In Jesus' day there was a tradition that said that before the Messiah came, Elijah would return. This was based on Malachi 4:5-6 (ESV), which says:
5 “Behold, I will send you Elijah the prophet before the great and awesome day of the Lord comes. 6 And he will turn the hearts of fathers to their children and the hearts of children to their fathers, lest I come and strike the land with a decree of utter destruction.”
For the fulfillment of this prophecy, John seems to fit the bill, as someone who comes in Elijah's "spirit and power." Jesus certainly believed this to be true. Matthew 17:10-13 (ESV) says:
10 And the disciples asked him, “Then why do the scribes say that first Elijah must come?” 11 He answered, “Elijah does come, and he will restore all things. 12 But I tell you that Elijah has already come, and they did not recognize him, but did to him whatever they pleased. So also the Son of Man will certainly suffer at their hands.” 13 Then the disciples understood that he was speaking to them of John the Baptist.
When we read about the similarities between the personalities and the ministries of Elijah and John, it's no wonder that Jesus said that John was the Elijah who was to come.

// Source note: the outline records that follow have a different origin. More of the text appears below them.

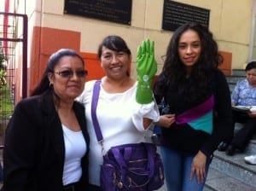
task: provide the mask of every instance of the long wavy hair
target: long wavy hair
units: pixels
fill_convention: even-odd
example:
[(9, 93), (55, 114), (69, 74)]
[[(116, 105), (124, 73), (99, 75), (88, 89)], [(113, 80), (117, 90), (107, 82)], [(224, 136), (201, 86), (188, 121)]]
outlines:
[[(186, 67), (178, 55), (181, 35), (188, 30), (197, 32), (201, 45), (201, 53), (192, 67), (189, 80), (187, 79)], [(186, 23), (174, 32), (170, 40), (162, 71), (164, 78), (159, 84), (162, 90), (165, 85), (171, 84), (177, 93), (184, 95), (184, 99), (189, 102), (202, 100), (209, 95), (212, 72), (222, 62), (223, 57), (218, 53), (212, 33), (198, 23)]]

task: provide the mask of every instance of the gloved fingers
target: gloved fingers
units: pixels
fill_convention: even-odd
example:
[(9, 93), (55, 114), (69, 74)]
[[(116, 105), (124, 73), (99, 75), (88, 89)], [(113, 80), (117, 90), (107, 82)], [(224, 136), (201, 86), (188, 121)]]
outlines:
[(154, 41), (150, 41), (149, 52), (150, 52), (153, 55), (154, 55)]

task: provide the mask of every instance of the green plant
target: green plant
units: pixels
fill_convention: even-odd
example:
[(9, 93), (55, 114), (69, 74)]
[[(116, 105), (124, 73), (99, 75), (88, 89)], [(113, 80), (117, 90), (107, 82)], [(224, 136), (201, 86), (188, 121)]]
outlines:
[(0, 89), (0, 119), (9, 119), (14, 111), (10, 90), (5, 84)]

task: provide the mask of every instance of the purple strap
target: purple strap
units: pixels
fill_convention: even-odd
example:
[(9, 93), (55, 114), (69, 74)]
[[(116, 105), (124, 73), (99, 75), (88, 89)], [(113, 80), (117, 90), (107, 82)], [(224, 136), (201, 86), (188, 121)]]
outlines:
[(103, 141), (103, 136), (101, 131), (101, 128), (96, 114), (96, 111), (98, 100), (99, 100), (101, 83), (102, 83), (101, 80), (97, 80), (94, 84), (93, 92), (92, 92), (91, 107), (90, 107), (92, 123), (99, 142), (102, 142)]
[(205, 102), (191, 108), (175, 118), (176, 124), (185, 124), (199, 119), (202, 115), (210, 112), (213, 108), (214, 105), (214, 96), (212, 95)]
[[(154, 148), (147, 143), (142, 143), (142, 146), (144, 147), (147, 150), (148, 153), (148, 167), (147, 171), (148, 173), (148, 177), (151, 178), (154, 177), (154, 158), (155, 152), (154, 150)], [(121, 171), (123, 171), (123, 175), (125, 174), (125, 169), (127, 168), (127, 163), (126, 161), (129, 161), (131, 159), (131, 155), (132, 154), (132, 148), (131, 147), (124, 148), (125, 152), (124, 153), (120, 153), (120, 149), (118, 148), (113, 148), (112, 152), (113, 155), (115, 159), (115, 160), (118, 162), (119, 166), (121, 166)]]
[[(101, 85), (102, 81), (97, 80), (96, 81), (94, 87), (93, 87), (93, 92), (92, 92), (92, 101), (91, 101), (91, 119), (92, 119), (92, 123), (94, 125), (94, 130), (97, 137), (97, 140), (99, 142), (102, 142), (103, 141), (103, 136), (101, 131), (101, 128), (99, 125), (99, 122), (96, 118), (96, 111), (97, 107), (97, 103), (99, 100), (99, 94), (100, 94), (100, 85)], [(148, 171), (149, 172), (148, 177), (151, 178), (154, 176), (154, 158), (155, 158), (155, 152), (154, 150), (154, 147), (150, 147), (147, 143), (143, 143), (142, 144), (143, 147), (146, 148), (147, 153), (148, 153)], [(155, 147), (155, 146), (154, 146)], [(125, 153), (124, 156), (120, 153), (120, 151), (119, 148), (112, 148), (113, 156), (116, 159), (116, 161), (119, 163), (120, 166), (122, 166), (122, 171), (123, 174), (125, 174), (125, 168), (127, 167), (127, 164), (125, 161), (128, 161), (132, 154), (132, 149), (131, 148), (125, 148)]]

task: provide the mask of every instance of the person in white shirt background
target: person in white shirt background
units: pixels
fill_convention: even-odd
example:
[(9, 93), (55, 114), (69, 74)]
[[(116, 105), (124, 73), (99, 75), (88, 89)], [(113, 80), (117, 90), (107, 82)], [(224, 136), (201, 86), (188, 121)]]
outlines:
[(232, 156), (236, 150), (243, 151), (249, 141), (256, 133), (256, 61), (250, 61), (246, 68), (246, 78), (237, 82), (231, 95), (232, 106), (252, 107), (248, 111), (236, 110), (233, 107), (233, 127), (235, 123), (243, 124), (236, 135), (231, 133), (219, 146), (219, 151), (225, 151), (227, 155)]

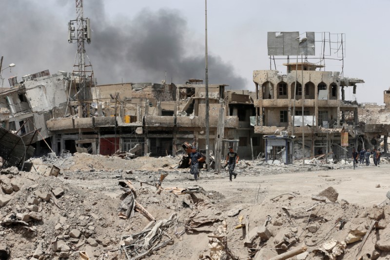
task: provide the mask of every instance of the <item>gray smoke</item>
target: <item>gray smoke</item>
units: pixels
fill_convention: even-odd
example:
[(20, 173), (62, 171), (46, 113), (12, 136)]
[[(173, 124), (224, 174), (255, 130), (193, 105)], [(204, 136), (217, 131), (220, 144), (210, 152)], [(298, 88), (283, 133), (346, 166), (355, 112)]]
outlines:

John truly came, not as a reincarnation of Elijah, but in the same spirit and power that motivated that ancient man of God.
Today, you and I have the opportunity to share in something similar. Christians should go into the world in the spirit and power of Jesus. Of course, we aren't Jesus--but He has given us the Holy Spirit, along with His power and authority to do good and proclaim the Lord's truth. In John 14:12-14 (ESV), Jesus says:
12 “Truly, truly, I say to you, whoever believes in me will also do the works that I do; and greater works than these will he do, because I am going to the Father. 13 Whatever you ask in my name, this I will do, that the Father may be glorified in the Son. 14 If you ask me anything in my name, I will do it.
In Luke 4:16-21 (ESV), Jesus went into the synagogue in his hometown and read from Isaiah 61.
16 And he came to Nazareth, where he had been brought up. And as was his custom, he went to the synagogue on the Sabbath day, and he stood up to read. 17 And the scroll of the prophet Isaiah was given to him. He unrolled the scroll and found the place where it was written,
18 “The Spirit of the Lord is upon me, because he has anointed me to proclaim good news to the poor.He has sent me to proclaim liberty to the captives and recovering of sight to the blind, to set at liberty those who are oppressed,19 to proclaim the year of the Lord's favor.”
20 And he rolled up the scroll and gave it back to the attendant and sat down. And the eyes of all in the synagogue were fixed on him. 21 And he began to say to them, “Today this Scripture has been fulfilled in your hearing.”
Today, if we take up the mantle that Jesus leaves to us, we can fulfill this scripture as well. In the spirit and power of the Christ, we can likewise be anointed to proclaim His good news. We can proclaim liberty to the captives and recovery of sight to the blind. We can set at liberty those who are oppressed and declare the year of the Lord's favor.
In Jesus' day, the people were waiting for "an Elijah" that was to come. But only John decided, "I'll be him!" Today, many people are waiting for someone else to speak in Jesus' name and act in His power. But God is calling you to say, "I'll be him," or "I'll be her!" This spirit and power is available to every Christian who has the courage to say "yes" to following in the Lord's footsteps.